Houyhnhnm'ler, Güliver'in daha nazik ve makul biri olsa da- bir Yahoo olduğunu sanırlar, zira bir attan ziyade bir Yahoo'ya benzemektedir. Yahoo' lar ne kadar vahşi ve mantıksız mahlûklarsa, atlar da o kadar nâzik, medenî ve son derece makul yaratıklardır. Onlar, jenetik kanunlarına göre evleniyor ve ölümü, sakin bir şekilde kabul ediyorlardı. Güliver, bir Houyhnhnm ailesinin ahırında yerleşir ve onların süt, şifa verici bitkiler ve saman pastalarından oluşan yiyeceklerini bile sever. Güliver, kendi giyeceklerini yapar, fakat Houyhnhnm'lar, onun, çıplak dolaşmadığına hayret ederler. Maamafih, onun bu egzantrikliğini, fizikî bünyesinin, kendilerininkinden daha alt seviyede olmasına hamlederler. Güliver, Houyhnhnm'lere İngiliz hayatını anlatır, fakat (Brobdingnag Kralı gibi, onlar da) böylesine huysuz, kötü bir ırkın -gerçekte Yahoo'lardan biraz daha iyi insanlar olmalarına rağmen kendilerini dünyanın hâkimi saymaları karşısında irkilir, tiksinti duyarlar. Atlar, yalan söyleme kavramının ne mana ifade ettiğini anlayamaz, zira onların indinde, kelimeler, bir vakıayı gizlemek için değil; yaratıkların aralarında muhabere etmeleri için kullanılmalıdır. Atların, İngiltere'de, yük hayvanı olarak kullanılmasını hakaret sayarlar. Harbin dehşetlerinden bahsettiği sırada, Güliver, Brobdingnag'da olduğundan daha temkinli ve daha az vatanseverdir.

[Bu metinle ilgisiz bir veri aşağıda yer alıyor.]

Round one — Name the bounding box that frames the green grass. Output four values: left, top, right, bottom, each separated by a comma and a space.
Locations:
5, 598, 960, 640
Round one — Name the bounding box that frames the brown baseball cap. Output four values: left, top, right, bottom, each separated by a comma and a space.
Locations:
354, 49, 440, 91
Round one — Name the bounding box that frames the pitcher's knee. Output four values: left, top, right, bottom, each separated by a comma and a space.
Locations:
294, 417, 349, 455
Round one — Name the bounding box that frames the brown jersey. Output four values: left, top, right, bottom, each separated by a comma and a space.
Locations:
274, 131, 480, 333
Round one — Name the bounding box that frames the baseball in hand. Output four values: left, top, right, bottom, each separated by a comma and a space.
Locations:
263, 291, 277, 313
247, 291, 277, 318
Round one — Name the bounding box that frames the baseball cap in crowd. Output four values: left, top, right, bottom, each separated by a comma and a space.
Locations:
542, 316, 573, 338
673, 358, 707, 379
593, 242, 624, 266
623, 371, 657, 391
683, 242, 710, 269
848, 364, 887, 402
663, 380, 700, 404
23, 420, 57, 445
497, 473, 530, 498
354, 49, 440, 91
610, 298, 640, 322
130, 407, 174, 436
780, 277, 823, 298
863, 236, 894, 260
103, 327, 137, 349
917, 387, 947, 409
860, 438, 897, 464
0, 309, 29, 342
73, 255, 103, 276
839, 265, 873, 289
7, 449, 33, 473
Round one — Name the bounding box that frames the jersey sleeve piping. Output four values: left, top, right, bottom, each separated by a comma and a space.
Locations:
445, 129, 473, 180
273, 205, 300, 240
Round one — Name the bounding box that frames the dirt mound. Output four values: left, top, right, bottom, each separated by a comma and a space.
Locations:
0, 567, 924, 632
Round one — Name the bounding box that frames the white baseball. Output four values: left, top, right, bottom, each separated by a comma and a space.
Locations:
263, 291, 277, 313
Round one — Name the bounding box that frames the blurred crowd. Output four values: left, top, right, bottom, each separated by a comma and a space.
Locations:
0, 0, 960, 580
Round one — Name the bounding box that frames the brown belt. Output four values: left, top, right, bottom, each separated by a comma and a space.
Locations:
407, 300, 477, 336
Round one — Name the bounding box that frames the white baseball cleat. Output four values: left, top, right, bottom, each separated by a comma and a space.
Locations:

Houyhnhnm'lerle birlikte, insanın kötü ve şeytanî bir yaratık olduğunu kabul eder ve tamamıyla rasyonel olan (mantıkî) bu cemiyette, atlarla birlikte gayet mutlu bir hayat sürmeğe başlar. Maamafih, Güliver'in, bu barış ülkesindeki mutluluğu uzun sürmez. Bir çeşit parlamento olan Houyhnhnm Büyük Meclisi, Güliver'in, maymun ırkı sayılan mahallî Yahoo'lardan daha medenî görünmesine rağmen, onun, gerçekte bir Yahoo olduğuna karar verir. Hatta dişi Yahoo'lar, Güliver'i seksüel bakımdan cazip bile görüyorlardı. Güliver'in zeki bir Yahoo olduğuna karar veren atlar, onun, kendi medeniyetleri için bir tehlike teşkil ettiğine karar verirler. Böylece, hiç arzu etmemesine rağmen Güliver' in, adayı terk etmesi istenir. Güliver, kendisine bir kayık yapar ve denize açılır; sonunda, anlayışlı ve nâzik bir kaptan olan Pedro de Mendez'in kumandasındaki bir Portekiz gemisi tarafından kurtarılır.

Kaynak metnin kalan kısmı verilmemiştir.